What is Daylight Savings Time and Why Do We Use It
Daylight Saving Time (DST) is the practice of turning the clock ahead as warmer weather approaches and back as it becomes colder again so that people will have one more hour of daylight in the afternoon and evening during the warmer season of the year.
Who practices DST?
The closer you live to the equator, the more equal your daily split of light vs dark is. A country on the equator will have a close ratio of 12 hours daylight and 12 hours of moonlight. However, the further you go away from the equator gives you longer or shorter sunlight hours, therefore needing consistency to level out these harsh swings. Standard time was instituted in 1883. Prior to this, cities and towns were responsible for keeping and monitoring their own times.
What is Standard Time?
Standard time is putting all clocks in a time zone to the same time.
Benefits of DST:
- Energy Conservation: Less energy is used during peak evening hours when families are home. More daylight later in the evening resulting in a percentage of power use reduction during daylight savings time.
- Safety: Studies have shown that traffic accidents and pedestrian fatalities are reduced during this time.
- Economic growth: More daylight hours means more time for activities. From shopping in your local town square to attending different events, carnivals, etc. More daylight hours results in economic growth for certain regions.
- Improve your Mood: As with anyone, after those long, cold and dark winter months, we are relieved when we change the clocks. For many, this makes their mood improve due to more fresh air, and sunlight.
See the timeline below for a complete progression. From the idea’s inception to the act of being signed into Law in the US, it took 124 years to implement a completed DST law.
1883- Standard time was instituted in 1883. Prior to this, cities and towns were responsible for keeping and monitoring their own times.
1784- First conceived by Benjamin Franklin in 1784 during his time in Paris.
1907- A man by the name of William Willett created the pamphlet “Waste of Daylight”, which proposed advancing clocks 20 minutes on each of the 4 Sundays in April. And increasing them by the same amount in September.
1916- Although Willett passed in 1915, his mission was carried out and Britain passed this act on May 17th 1916.
1917- Many other countries started to adopt DST Laws as well.
1918- US finally adopted DST into Law
1919- US rescinded Law due to congressional override.
1966- The Uniform Time Act was passed in 1966 and established a uniform DST in each time zone through the US.

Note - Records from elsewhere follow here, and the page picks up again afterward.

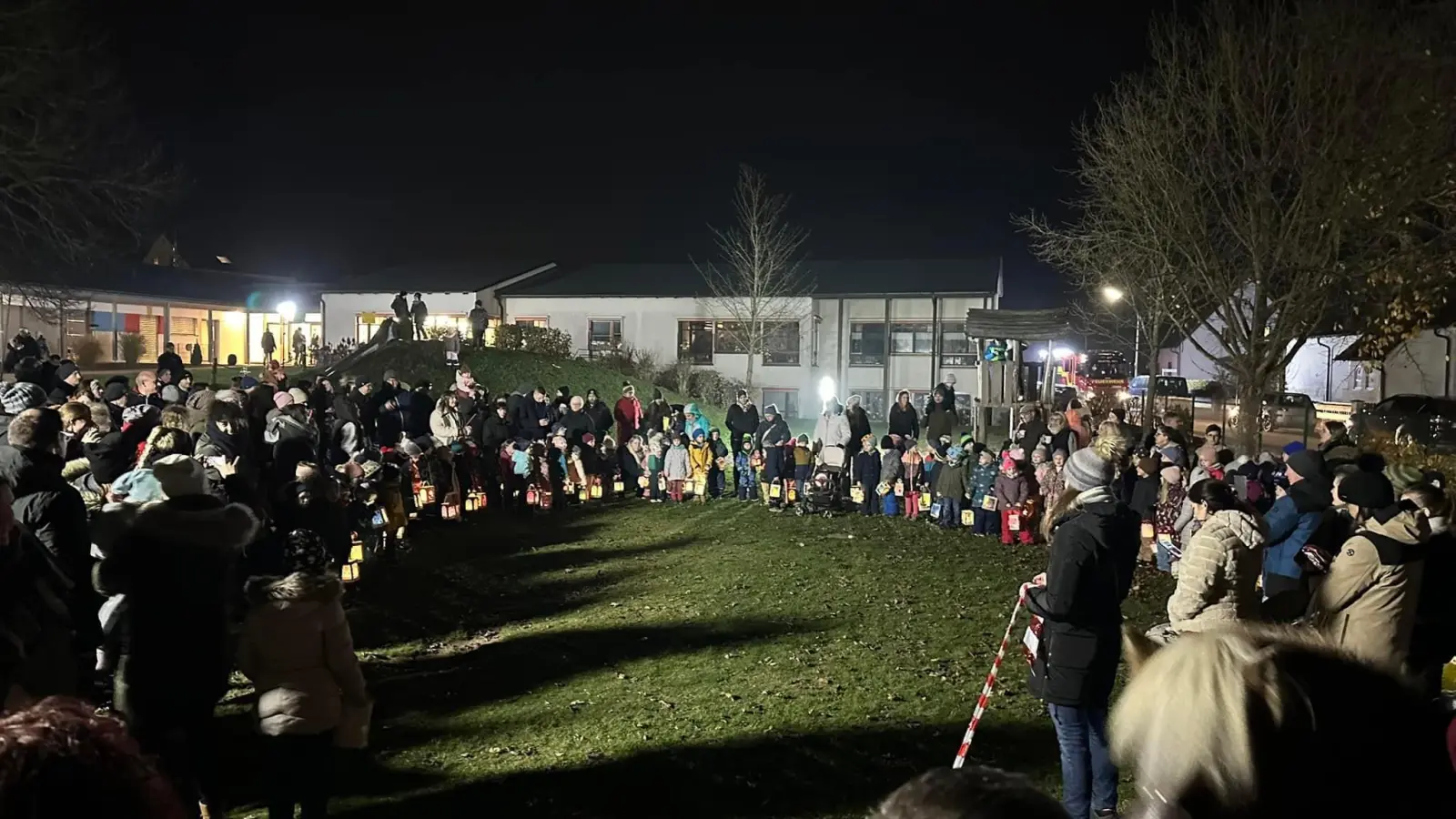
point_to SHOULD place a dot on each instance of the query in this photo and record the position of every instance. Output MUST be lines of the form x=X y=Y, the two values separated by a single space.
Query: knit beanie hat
x=181 y=475
x=1404 y=475
x=19 y=397
x=1368 y=490
x=137 y=487
x=1087 y=470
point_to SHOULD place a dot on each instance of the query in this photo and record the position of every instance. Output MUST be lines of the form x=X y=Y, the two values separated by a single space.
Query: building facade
x=870 y=343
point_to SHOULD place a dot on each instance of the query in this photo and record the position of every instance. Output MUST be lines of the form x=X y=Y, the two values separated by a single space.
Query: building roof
x=436 y=278
x=682 y=280
x=186 y=285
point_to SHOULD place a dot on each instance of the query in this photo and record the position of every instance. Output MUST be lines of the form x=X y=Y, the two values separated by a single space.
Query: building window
x=781 y=344
x=912 y=339
x=603 y=336
x=695 y=341
x=730 y=339
x=874 y=404
x=866 y=344
x=785 y=399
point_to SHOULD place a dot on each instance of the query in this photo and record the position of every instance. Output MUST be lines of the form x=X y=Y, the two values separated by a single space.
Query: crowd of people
x=153 y=513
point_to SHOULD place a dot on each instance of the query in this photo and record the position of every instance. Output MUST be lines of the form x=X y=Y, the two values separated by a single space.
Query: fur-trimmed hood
x=203 y=519
x=298 y=588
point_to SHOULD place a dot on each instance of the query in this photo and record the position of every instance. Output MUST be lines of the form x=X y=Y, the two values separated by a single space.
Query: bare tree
x=76 y=181
x=1279 y=165
x=761 y=281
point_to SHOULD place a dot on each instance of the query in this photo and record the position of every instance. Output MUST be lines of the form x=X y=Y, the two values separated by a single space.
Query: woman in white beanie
x=1089 y=571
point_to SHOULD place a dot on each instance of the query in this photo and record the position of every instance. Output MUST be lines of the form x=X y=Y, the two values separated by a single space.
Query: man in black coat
x=743 y=420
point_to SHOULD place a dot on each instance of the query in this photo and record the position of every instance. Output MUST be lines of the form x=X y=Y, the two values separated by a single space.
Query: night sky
x=322 y=147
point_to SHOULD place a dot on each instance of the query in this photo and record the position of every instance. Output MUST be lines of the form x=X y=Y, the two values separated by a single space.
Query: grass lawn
x=713 y=661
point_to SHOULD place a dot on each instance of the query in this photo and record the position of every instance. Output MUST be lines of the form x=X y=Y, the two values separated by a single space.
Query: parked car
x=1427 y=420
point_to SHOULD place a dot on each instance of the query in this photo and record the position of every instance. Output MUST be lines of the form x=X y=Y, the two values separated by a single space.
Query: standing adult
x=1089 y=571
x=478 y=321
x=420 y=314
x=858 y=423
x=400 y=308
x=905 y=421
x=599 y=413
x=628 y=413
x=939 y=414
x=743 y=420
x=1292 y=523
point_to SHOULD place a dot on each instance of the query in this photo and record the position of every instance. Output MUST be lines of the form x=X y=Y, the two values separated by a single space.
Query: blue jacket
x=1290 y=522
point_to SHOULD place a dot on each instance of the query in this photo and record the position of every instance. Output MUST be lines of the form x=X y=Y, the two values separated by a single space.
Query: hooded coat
x=1218 y=573
x=1368 y=601
x=175 y=564
x=1089 y=573
x=298 y=649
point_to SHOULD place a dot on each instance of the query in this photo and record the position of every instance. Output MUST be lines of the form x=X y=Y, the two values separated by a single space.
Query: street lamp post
x=1116 y=295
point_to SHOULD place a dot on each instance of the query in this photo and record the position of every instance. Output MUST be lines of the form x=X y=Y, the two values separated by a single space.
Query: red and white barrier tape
x=1030 y=642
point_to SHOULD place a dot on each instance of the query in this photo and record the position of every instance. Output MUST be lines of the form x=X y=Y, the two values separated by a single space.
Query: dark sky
x=325 y=146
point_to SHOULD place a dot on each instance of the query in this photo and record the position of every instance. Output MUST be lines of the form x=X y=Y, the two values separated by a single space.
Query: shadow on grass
x=499 y=671
x=801 y=774
x=488 y=589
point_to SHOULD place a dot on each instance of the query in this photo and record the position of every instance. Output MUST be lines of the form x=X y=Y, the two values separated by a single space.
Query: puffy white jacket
x=1218 y=571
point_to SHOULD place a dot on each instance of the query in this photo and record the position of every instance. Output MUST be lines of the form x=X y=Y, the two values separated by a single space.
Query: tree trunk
x=1251 y=405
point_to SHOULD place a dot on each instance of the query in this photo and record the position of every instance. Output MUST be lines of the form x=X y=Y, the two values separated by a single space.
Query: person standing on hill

1974- The Nixon Administration signed this into law the “Daylight Savings Time Energy Conservation Act” on January 4th, 1974. It was at this time that standardization efforts were implemented.
1986- Law amended to change dates/times for DST start/end. Was originally started First Sunday in April.
2007- This was updated again to reflect that clocks will always change at 2 A.M. on the Second Sunday or March and again on the first Sunday in November.